Ringing in the new year with stock bets
Contrarian: Bert Dohmen says investor liquidity is the only measure that matters
Veteran market watcher and one-time Hawaii resident Bert Dohmen has established a national reputation as a notable contrarian, appearing in Forbes, the Wall Street Journal and Louis Rukeyser's Wall Street Week.
True to form, Dohmen's outlook for 2006 eschews some conventional Wall Street wisdom in favor of what Dohmen says are his time-tested theories. The result is a bearish outlook for stocks through much of 2006, with an upturn forecast near year's end.
Although Dohmen blazes his own path to this conclusion, some of his views are consistent with those of his peers. As with many analysts, the housing market looms large in his forecast. Unlike other analysts, however, Dohmen puts the issue of liquidity at the center of his market view.
According to Dohmen's rule of thumb, when there's plenty of cash floating around, stocks tend to do well, and when liquidity dries up, stocks falter.
Everything else amounts to little more than noise, says Dohmen, who is president of Dohmen Capital Research Institute Inc. in Los Angeles.
During a recent visit to Honolulu, Dohmen shared his forecast on liquidity and, by extension, the market.
Over the past few years, the housing market has provided a major source of liquidity for average people. With real estate prices soaring and interest rates low, homeowners raised more than $1 trillion in cash by refinancing home mortgages.
"There is no shortage of money," Dohmen said. "Your dog can get a mortgage."
But he said the Federal Reserve's recent round of interest rate increases is likely to discourage people from continuing to use their homes as piggy banks. And that will lead cash to dry up.
Then there's the issue of the dollar. The weak dollar of recent years also has contributed to liquidity, Dohmen said, because international central banks have tended to buy U.S. dollars to prop up the currency and thereby prevent their exports from being too expensive. These dollar purchases were made with newly minted foreign currency, Dohmen said, increasing "liquidity by huge amounts."
But the strengthening dollar, he said, "eliminates the necessity of this maneuver, reducing liquidity."
"As liquidity shrinks, a source of cash will be stocks," Dohmen said. And as investors sell shares to raise cash, stock prices will decline.
But two things will change all of this by year's end, Dohmen said.
First, there's the Fed. Dohmen doesn't expect the Fed to raise rates at the next meeting of its policy-making Federal Open Market Committee later this month, which will keep interest rates at a "neutral" level that the markets will like.

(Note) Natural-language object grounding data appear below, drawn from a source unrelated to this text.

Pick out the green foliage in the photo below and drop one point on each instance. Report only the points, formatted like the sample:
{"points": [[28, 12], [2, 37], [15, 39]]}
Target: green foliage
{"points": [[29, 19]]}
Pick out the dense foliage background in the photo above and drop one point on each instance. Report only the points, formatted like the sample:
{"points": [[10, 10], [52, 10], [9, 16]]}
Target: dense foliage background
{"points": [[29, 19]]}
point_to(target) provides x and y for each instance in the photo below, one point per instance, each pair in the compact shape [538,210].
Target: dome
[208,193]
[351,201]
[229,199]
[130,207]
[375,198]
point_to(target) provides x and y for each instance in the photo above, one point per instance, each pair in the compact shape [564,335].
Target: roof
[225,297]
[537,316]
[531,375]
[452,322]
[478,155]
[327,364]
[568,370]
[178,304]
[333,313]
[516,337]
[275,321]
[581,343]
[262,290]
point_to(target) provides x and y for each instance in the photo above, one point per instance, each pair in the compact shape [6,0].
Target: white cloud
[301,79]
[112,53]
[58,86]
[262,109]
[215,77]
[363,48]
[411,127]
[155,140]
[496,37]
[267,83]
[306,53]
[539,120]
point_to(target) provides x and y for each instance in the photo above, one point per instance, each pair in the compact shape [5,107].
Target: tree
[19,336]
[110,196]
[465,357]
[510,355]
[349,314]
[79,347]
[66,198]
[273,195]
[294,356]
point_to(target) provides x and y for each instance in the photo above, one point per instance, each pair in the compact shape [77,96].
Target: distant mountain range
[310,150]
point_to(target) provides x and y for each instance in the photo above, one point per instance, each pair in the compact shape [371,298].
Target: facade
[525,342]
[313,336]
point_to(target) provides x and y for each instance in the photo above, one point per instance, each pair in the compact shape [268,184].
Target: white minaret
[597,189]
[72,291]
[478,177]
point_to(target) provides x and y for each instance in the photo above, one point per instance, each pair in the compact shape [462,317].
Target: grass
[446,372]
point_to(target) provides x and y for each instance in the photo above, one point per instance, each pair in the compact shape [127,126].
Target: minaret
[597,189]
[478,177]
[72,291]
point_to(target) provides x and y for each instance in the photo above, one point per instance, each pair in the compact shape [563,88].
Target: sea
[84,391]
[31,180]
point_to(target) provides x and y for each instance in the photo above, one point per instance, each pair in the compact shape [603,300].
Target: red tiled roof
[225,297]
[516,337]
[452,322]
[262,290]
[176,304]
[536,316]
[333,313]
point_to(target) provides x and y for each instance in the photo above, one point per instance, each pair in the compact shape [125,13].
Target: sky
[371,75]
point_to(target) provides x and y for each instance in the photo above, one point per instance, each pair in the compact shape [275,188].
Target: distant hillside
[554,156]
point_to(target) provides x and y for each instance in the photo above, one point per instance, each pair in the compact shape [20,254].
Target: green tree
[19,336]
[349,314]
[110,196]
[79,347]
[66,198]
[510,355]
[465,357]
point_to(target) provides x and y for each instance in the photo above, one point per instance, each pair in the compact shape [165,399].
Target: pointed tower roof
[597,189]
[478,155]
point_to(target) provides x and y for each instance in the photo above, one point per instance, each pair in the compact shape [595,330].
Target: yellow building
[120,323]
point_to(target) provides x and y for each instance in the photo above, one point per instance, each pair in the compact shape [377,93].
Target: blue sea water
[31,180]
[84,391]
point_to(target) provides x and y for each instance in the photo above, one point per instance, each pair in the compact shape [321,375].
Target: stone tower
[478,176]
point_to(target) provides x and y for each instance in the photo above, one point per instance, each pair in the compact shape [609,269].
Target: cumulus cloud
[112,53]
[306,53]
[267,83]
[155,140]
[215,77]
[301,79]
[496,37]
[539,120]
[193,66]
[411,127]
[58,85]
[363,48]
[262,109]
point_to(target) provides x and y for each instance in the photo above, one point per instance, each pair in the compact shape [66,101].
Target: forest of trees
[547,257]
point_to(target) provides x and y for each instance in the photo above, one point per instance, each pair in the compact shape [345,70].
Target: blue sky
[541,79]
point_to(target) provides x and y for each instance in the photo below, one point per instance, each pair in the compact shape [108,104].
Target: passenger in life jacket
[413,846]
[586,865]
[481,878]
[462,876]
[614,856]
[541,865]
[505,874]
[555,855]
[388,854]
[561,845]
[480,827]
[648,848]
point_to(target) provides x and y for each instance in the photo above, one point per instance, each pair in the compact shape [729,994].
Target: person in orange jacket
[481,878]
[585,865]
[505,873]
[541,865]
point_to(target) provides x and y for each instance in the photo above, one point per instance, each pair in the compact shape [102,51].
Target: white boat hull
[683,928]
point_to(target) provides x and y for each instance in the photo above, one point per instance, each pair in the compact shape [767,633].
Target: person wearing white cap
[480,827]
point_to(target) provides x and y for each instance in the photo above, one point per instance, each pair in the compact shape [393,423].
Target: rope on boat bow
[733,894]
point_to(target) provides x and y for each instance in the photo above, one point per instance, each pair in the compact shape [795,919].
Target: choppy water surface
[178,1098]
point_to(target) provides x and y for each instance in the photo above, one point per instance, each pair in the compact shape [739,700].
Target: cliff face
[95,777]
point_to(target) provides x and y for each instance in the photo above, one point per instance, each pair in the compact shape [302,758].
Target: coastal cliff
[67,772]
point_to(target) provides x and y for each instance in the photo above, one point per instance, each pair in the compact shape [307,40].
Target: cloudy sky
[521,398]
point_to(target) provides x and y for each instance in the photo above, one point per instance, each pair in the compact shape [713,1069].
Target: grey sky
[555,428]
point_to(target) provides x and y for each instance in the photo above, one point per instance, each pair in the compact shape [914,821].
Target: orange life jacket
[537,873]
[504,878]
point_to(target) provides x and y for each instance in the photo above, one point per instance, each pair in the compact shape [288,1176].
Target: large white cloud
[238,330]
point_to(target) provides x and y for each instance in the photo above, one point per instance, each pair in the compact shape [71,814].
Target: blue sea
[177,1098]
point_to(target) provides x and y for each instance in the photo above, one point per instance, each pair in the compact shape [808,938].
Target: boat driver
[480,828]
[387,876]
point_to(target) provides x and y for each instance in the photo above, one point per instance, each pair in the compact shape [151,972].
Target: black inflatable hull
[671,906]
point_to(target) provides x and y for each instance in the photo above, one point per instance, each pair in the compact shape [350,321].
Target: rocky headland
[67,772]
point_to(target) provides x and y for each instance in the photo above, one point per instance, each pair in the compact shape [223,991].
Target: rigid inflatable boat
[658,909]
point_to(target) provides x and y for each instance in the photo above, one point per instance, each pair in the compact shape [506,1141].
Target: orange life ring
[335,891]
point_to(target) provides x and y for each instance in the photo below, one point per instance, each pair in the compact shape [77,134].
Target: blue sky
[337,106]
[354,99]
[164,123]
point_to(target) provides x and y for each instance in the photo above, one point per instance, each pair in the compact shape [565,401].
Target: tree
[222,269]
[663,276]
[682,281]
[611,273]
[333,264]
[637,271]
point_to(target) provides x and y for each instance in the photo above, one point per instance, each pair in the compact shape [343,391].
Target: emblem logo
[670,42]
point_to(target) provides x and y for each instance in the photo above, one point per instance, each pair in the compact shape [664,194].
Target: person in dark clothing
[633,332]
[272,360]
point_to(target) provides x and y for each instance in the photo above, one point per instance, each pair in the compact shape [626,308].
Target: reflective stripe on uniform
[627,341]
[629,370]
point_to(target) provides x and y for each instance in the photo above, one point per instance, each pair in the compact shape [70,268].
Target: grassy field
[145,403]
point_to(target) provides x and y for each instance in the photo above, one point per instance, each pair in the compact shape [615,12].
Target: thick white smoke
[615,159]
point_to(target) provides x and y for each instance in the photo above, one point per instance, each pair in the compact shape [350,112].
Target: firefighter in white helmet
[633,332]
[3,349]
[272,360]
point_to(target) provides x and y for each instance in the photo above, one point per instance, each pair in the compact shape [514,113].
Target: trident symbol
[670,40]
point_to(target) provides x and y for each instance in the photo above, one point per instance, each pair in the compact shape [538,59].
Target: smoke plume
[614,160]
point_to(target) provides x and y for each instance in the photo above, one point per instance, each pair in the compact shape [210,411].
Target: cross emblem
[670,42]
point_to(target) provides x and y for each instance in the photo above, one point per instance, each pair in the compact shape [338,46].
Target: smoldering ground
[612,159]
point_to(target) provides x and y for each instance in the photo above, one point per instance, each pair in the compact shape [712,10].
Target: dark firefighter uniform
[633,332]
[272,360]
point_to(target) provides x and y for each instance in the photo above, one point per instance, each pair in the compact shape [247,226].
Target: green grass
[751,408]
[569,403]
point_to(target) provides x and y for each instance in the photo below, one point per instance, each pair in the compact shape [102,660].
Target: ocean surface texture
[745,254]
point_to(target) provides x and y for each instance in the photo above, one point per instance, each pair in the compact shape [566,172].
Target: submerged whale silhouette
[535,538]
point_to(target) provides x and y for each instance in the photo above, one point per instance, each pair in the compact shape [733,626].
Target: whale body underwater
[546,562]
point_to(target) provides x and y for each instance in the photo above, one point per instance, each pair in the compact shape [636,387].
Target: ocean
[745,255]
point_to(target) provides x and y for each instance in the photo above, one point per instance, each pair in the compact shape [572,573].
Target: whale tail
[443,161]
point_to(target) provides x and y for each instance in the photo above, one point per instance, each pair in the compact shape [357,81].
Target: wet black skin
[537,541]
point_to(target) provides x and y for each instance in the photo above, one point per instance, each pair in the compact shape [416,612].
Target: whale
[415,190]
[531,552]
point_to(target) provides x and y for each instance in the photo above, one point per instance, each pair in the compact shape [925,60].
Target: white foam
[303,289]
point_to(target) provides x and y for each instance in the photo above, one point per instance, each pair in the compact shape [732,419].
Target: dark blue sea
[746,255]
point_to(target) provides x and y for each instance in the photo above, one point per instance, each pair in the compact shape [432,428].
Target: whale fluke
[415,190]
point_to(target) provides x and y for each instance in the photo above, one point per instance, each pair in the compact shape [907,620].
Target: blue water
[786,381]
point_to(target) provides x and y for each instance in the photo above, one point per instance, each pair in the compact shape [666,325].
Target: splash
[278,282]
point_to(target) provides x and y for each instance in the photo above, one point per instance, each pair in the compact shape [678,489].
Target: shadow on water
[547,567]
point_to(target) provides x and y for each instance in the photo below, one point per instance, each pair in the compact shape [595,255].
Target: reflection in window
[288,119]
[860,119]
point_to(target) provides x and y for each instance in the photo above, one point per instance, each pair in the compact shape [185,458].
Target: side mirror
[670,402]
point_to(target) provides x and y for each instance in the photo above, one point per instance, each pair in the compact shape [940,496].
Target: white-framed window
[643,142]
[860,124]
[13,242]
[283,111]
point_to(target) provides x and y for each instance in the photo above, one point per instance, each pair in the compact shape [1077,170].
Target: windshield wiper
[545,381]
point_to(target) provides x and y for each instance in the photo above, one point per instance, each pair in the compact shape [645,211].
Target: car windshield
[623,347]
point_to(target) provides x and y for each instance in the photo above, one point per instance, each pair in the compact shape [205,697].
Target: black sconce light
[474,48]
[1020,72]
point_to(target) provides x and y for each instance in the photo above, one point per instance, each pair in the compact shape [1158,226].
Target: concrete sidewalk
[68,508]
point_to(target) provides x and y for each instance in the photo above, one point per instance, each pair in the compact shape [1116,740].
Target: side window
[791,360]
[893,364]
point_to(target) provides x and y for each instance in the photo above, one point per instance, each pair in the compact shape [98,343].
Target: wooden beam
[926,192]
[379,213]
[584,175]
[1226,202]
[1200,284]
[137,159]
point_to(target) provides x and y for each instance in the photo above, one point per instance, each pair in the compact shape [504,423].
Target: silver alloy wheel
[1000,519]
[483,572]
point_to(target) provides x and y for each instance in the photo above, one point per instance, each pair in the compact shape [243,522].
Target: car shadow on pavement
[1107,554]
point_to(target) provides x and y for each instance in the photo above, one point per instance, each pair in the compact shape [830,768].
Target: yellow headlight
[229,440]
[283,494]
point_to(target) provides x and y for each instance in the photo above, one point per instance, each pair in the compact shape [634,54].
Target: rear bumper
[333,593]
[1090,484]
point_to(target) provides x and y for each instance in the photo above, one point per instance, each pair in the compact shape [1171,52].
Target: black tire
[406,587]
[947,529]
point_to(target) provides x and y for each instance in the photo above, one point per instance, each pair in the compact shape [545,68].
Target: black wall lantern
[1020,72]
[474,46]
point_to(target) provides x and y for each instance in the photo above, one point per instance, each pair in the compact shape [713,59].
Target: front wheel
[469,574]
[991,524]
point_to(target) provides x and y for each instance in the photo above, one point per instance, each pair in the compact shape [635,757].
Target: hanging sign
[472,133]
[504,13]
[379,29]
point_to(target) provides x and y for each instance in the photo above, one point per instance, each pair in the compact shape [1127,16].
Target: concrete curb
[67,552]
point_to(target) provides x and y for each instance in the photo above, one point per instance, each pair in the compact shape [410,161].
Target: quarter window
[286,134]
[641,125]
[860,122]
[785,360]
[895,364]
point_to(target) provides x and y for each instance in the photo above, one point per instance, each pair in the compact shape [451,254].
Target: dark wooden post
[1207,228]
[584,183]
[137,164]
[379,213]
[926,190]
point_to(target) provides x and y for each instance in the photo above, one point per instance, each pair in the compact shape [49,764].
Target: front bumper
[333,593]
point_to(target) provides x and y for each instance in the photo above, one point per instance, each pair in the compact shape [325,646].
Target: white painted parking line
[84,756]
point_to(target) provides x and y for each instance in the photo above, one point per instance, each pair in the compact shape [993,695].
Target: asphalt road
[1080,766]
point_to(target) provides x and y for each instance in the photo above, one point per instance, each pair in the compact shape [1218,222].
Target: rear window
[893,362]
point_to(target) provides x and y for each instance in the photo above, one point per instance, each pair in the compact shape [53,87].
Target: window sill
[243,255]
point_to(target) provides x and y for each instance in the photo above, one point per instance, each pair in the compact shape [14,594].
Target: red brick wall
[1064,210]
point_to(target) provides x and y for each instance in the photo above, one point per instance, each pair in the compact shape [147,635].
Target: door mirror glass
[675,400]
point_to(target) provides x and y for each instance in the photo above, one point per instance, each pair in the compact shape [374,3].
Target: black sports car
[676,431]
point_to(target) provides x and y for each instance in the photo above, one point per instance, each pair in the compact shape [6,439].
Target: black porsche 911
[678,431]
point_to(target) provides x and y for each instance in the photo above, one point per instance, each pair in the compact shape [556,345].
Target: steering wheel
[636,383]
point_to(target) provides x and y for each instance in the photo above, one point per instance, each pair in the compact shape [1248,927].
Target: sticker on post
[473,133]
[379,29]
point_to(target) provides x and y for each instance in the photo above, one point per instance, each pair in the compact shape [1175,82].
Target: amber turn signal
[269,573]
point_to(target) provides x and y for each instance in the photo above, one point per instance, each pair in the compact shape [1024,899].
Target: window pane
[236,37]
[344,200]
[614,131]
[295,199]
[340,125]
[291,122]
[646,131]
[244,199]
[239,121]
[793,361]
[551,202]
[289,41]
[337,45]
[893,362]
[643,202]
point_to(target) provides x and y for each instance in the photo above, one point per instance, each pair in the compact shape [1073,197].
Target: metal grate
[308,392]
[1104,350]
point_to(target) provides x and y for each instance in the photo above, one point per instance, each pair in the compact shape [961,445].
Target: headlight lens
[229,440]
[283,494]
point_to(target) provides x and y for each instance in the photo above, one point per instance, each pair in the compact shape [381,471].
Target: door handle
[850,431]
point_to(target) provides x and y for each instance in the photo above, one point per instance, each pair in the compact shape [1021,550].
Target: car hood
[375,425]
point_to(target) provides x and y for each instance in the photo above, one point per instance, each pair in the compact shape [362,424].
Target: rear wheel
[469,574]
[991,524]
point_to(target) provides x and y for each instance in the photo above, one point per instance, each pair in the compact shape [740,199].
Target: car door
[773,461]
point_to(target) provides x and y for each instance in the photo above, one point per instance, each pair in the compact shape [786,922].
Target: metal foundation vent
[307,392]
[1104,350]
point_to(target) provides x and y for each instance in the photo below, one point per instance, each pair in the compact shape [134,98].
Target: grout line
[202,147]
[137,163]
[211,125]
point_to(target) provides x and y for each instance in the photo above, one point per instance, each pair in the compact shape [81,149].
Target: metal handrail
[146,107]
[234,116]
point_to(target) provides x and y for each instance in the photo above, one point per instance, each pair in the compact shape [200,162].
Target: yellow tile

Second, he said, there's the dollar. On this, Dohmen is zigging while the consensus zags.
"This year, everybody is ready for the dollar to continue going upward," he said. "I expect the dollar to go downward."
That will create more liquidity as foreign central banks again buy dollars, he said.
Finally, Dohmen said he expects the Fed to cut rates this year, creating "the next big upswing in the markets."
"But first comes the period of pain for the bulls," he said.
Dohmen said he's not worried about some of the talk on the street.
A recent inversion of the bond yield curve, which is frequently called a harbinger of a recession, is a nonevent, Dohmen said.
The alleged national housing bubble exists only in a couple of overbuilt markets such as Las Vegas and Miami -- and certainly not in Hawaii, where Dohmen said oceanfront real estate is a bargain.
"From what I see in Hawaii, there's still a lack of supply," he said. "It's very similar to Southern California."
"Demand will increase for real estate in Hawaii, especially for oceanfront," he added. "Hawaii is the most desirable place for anyone in the world who has money."
Likewise, Dohmen pooh-poohed the other bogeymen often raised by analysts, saying it all comes down to liquidity.
"Forget budget deficits, current-account deficits, trade deficits, Iraq, elections, etc.," Dohmen writes in his outlook for 2006. "Only money matters in the markets."